One of the most recent decision in this area is that of Laurence Ginsberg v. Her Majesty the Queen  2 C.T.C. 2063. The taxpayer filed his income tax returns for the 1987 and 1988 taxation years on April 28th, 1989. The Notices of Assessment for both the 1987 and 1988 taxation years were dated December 21st, 1990. Both returns were assessed as filed.
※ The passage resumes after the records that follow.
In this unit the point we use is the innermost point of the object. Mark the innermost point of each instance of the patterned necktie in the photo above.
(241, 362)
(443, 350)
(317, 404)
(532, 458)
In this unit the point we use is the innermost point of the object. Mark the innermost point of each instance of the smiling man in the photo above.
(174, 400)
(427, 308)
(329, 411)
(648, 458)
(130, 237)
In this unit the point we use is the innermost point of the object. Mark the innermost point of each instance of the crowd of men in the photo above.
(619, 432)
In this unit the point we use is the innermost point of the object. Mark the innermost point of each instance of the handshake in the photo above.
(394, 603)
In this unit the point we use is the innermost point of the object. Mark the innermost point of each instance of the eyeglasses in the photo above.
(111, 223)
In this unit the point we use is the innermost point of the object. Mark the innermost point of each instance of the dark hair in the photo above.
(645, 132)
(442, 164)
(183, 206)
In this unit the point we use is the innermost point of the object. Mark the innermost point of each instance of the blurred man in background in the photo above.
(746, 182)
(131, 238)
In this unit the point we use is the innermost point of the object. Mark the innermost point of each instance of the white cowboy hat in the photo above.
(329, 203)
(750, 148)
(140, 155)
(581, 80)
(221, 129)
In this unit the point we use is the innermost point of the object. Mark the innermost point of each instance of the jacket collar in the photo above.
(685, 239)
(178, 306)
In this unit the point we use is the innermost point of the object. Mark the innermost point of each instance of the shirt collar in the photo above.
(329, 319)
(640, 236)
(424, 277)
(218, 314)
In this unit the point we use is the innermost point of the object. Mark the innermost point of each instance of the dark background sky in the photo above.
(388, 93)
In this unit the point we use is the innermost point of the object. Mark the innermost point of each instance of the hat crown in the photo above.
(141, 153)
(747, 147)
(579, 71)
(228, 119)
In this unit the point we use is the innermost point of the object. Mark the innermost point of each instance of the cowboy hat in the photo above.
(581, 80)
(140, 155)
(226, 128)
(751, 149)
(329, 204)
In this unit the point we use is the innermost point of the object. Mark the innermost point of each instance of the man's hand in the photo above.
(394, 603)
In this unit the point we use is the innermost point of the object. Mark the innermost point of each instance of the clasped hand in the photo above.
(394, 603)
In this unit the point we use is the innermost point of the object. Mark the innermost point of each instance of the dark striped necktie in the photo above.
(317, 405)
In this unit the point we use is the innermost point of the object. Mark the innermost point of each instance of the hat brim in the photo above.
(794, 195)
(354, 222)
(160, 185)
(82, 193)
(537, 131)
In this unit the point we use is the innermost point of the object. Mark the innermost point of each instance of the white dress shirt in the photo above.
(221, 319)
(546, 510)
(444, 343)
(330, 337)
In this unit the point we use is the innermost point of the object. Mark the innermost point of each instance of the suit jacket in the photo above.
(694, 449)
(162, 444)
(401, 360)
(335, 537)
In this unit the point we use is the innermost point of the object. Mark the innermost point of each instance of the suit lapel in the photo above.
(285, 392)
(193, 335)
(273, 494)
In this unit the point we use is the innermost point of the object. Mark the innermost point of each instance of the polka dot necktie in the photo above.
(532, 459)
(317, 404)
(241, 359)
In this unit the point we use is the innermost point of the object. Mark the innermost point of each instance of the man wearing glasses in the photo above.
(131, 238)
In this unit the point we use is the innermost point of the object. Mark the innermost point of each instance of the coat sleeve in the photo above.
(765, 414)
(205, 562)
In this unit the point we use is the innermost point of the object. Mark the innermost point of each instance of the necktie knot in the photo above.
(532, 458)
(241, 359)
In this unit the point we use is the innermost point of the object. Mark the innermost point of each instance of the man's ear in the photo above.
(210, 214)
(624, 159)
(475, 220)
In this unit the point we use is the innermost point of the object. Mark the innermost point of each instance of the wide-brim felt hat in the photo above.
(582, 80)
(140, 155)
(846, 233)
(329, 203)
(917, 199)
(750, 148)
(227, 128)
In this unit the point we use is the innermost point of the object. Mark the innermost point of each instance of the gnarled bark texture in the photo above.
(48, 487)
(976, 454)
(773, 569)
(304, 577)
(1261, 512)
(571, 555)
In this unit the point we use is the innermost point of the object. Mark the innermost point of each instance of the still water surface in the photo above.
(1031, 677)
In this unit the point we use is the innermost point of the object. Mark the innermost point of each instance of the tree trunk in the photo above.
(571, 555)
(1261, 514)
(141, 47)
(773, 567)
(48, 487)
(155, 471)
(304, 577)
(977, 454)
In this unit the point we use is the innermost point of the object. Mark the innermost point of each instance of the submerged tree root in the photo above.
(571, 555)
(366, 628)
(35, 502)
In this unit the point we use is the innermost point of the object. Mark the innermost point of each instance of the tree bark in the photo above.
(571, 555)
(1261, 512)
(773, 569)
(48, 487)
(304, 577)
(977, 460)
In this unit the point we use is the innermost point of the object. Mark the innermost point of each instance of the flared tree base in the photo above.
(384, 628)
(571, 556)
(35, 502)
At trial, the Minister was unable to explain the delay of 18 months in assessing the returns. The Court held that if there is a delay that prima facia indicates a failure to examine an assessment of the return with all due dispatch then there is an onus on the Minister to establish by evidence pertaining to the manner in which the return was dealt with that the delay was not unreasonable. Since in the Ginsberg case the Minister was unable to establish any special circumstances relating to these returns which established that the 18-month delay was reasonable. Accordingly, the Court allowed the Appeal of the taxpayer.
However, were circumstances exist which provide a reasonable basis for delaying the issuance of the initial notices of assessment, the Minister may be found to have issued the initial assessments "with all due dispatch" notwithstanding a considerable lapse of time. For example, in Hutterian Bretheran Church v. The Queen,  C.T.C. 1, notices of assessment were not issued until eight years after filing of the returns of income. The Federal Court Trial Division held that the assessments were made with all due dispatch as the Minister had deferred assessing pending the decision of the Supreme Court of Canada in related personal assessments.
In any circumstances where the Minister takes more than a year to assess a taxpayer's income tax return consideration should be given to whether a Notice of Objection should be filed on the basis that the Minister failed to act with all due dispatch.
"This article provides information of a general nature only. It may no longer be current. It does not provide legal advice nor should it be relied upon. If you have specific legal questions you should consult a lawyer."